Just found out your videos yesterday. Extremely excited and will do it today. But how many vertical drainage spots needed for a small backyard. Love your site!!! Thanks
Does any fabric really work? I tested running water from a faucet on Scotts standard landscape fabric and the water is held like a cup. Only when I squeeze like a balloon does the water go through. Now, I am worried I didn't go with geotextile drainage fabric instead.
Maybe I'm being too optimistic, but I think if you dug a 24" hole with a post hole digger, beyond the hard pan, and filled it with water it should drain pretty quick. I'm thinking 2-3 hours. That's really not all that much water, maybe 6-7 gallons depending on the diameter of your hole.
It took 4’ for me to get through mine. I could tell that the soil was noticeably different. The clay soil was wet and stuck to the post hole digger. Eventually it got dryer and was loose enough to fall off on its own.
@@jim3922 where are you located? I'm in southwest Ohio. My soil does this to me too and considering trying this method. Curious how far I will need to dig.

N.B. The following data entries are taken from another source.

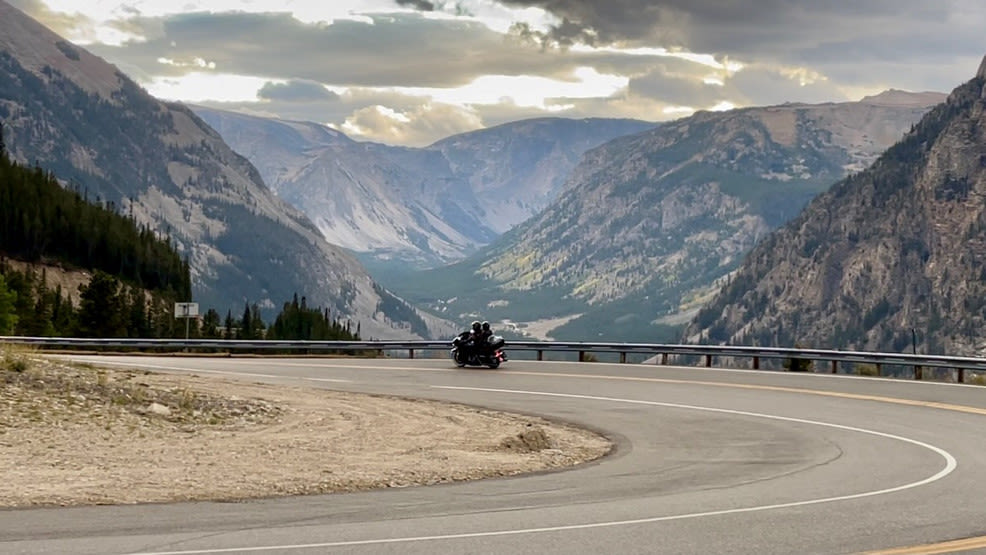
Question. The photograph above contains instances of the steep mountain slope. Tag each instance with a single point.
(424, 206)
(354, 192)
(80, 117)
(897, 247)
(649, 222)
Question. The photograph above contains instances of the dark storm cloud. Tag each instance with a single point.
(422, 5)
(399, 50)
(296, 91)
(792, 31)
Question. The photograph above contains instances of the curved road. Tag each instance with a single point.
(707, 461)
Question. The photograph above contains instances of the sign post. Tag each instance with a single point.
(186, 311)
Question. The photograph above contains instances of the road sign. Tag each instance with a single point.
(186, 310)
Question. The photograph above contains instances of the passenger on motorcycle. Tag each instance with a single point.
(469, 339)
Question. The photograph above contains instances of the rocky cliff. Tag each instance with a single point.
(79, 117)
(889, 254)
(648, 223)
(417, 206)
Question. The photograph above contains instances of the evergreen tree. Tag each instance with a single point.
(8, 315)
(210, 324)
(246, 324)
(229, 333)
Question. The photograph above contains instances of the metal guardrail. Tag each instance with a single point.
(663, 351)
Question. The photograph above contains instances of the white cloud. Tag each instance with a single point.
(524, 90)
(202, 87)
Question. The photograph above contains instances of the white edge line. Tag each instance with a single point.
(201, 371)
(950, 465)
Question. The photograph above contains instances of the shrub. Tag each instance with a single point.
(867, 370)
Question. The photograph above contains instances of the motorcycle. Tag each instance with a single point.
(465, 353)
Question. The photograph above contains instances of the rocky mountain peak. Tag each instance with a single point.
(887, 255)
(36, 47)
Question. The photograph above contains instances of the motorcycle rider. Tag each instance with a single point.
(483, 340)
(469, 340)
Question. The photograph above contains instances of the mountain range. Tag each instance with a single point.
(890, 258)
(81, 118)
(647, 224)
(422, 207)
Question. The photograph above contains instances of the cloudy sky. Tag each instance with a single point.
(414, 71)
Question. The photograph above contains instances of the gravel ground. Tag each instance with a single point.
(79, 435)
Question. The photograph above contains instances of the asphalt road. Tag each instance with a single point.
(707, 462)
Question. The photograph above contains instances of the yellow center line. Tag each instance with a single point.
(855, 396)
(931, 548)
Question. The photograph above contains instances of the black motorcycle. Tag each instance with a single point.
(465, 352)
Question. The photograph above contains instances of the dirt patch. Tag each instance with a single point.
(76, 435)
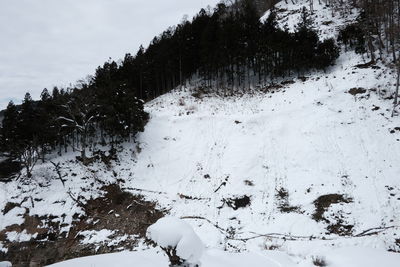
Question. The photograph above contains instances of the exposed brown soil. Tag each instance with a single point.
(338, 225)
(117, 210)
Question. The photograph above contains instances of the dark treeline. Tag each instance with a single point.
(376, 34)
(226, 49)
(76, 118)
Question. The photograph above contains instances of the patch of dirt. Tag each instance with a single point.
(337, 224)
(118, 211)
(323, 203)
(239, 202)
(282, 196)
(9, 206)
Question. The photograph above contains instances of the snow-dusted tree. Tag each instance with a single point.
(177, 238)
(81, 113)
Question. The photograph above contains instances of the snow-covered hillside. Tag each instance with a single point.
(302, 170)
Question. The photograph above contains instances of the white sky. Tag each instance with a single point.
(44, 43)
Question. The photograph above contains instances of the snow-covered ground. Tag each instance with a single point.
(351, 257)
(314, 167)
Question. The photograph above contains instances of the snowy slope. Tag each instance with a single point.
(304, 141)
(310, 138)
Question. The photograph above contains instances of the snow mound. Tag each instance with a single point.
(170, 232)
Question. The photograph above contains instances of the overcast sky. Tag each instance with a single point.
(44, 43)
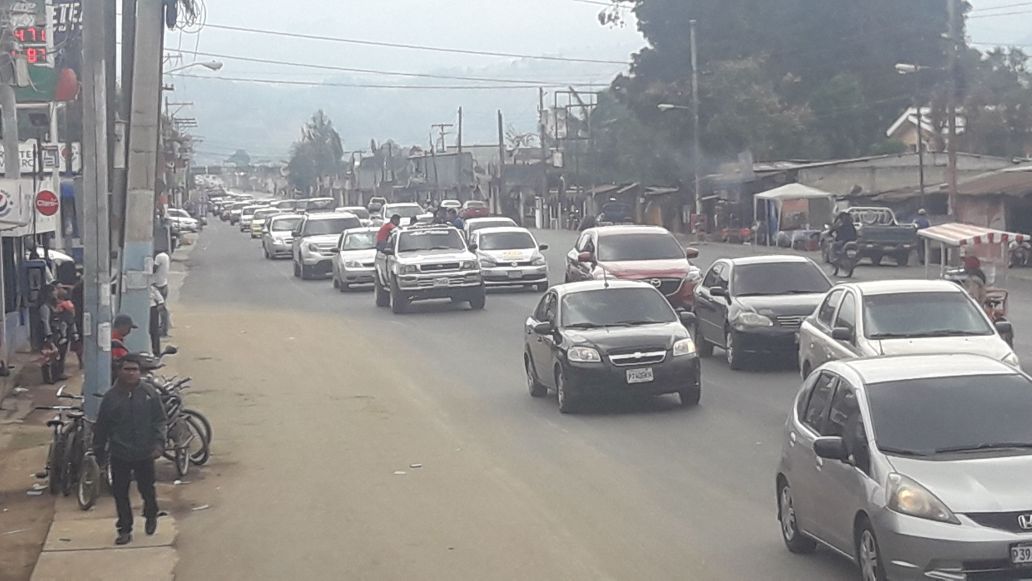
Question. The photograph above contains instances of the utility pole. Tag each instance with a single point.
(96, 235)
(697, 146)
(140, 180)
(955, 41)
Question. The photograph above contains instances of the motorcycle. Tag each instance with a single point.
(1020, 254)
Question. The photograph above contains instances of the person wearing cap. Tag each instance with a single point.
(385, 231)
(121, 328)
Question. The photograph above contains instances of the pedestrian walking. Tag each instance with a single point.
(162, 263)
(130, 433)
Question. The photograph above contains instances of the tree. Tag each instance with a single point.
(319, 154)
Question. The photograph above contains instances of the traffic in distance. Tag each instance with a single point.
(907, 449)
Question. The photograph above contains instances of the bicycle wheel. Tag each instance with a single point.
(89, 482)
(206, 425)
(198, 449)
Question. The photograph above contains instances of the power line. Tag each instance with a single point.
(365, 86)
(369, 71)
(411, 46)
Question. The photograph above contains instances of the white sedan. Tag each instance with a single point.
(510, 257)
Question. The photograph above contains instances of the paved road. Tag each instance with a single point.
(319, 399)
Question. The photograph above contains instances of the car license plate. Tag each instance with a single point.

@@Cincyskdcentral IL. Not sure about your area. Doesn’t take too long to dig a hole with a post hole digger. My soil change right about when the handle got to ground level.
Excellent idea i never thought about. I have a problem area right next to my property line about a 8 foot square low spot that holds water after a heavy rain. Definitely going to try this method.
Texas here. I dug down 20" into clay soil, I did the whole set up of weed barrier and 1" gravel, it was still pooling up in the low spot. We just had a big pouring rain. Any other recommendations?
Would putting fabric below drain keep mosquitoes from using catch basin as a breeding house? Mine hold water for days, we have clay soil so it perc’s super slow.
Go as deep as you can until you hit the clay. Fill the hole up with water and let it set overnight. Go dig the next morning. (About 12 hours). Worked for me here in Southeast Texas.
Chuck is in Houston, Texas. It isn't far South Texas, but it is perdy darn South. If you don't like Texas dirt, move to California. You'll probably like their dirt.
Where I’m at there is a lot of clay, but all my digging projects get done in the spring when I have just enough rain for things to be moist but not muddy. Just the right moisture and it goes from concrete to very soft. But I don’t have any rocks in my soil. I also file my shovel so it’s sharper and cut through small roots easily.
It is all about your density of the soil. In most cases, drainage systems like this including french drains etc are working just a short time. Because those systems are clogging. A fabric is clogging by small particles in notime. The ground is going to sink in this wholes and you guessed it, there is going to be a sinkhole. Is there a half decent permanent way for these problems? No. There are airpressure systems, that pump compressed air into your soil, giving the soil structure more capillars and less density, decompacting the soil even in depths of 40 inches. They are used like small underground explosions. A bomb, if you will. It doesn't create sinkholes and it helps your lawn and trees to grow. Space for a more developing root system. The roots are taking the water out of the soil. Trees are masters to soak gallons of water away. If you dont have plants, even airpressure systems can't help for long. They help, well, a year or so, especially if there is heavy clay in the ground nothing helps long enough. The answer is, you need deep rooting plants, which break the soil, decompacting it, changing it from hard clay to organic matter. You need plants to soak the water away and even then some "natural" dry beds are needed in extreme weather conditions. See, what a drybed is in other videos.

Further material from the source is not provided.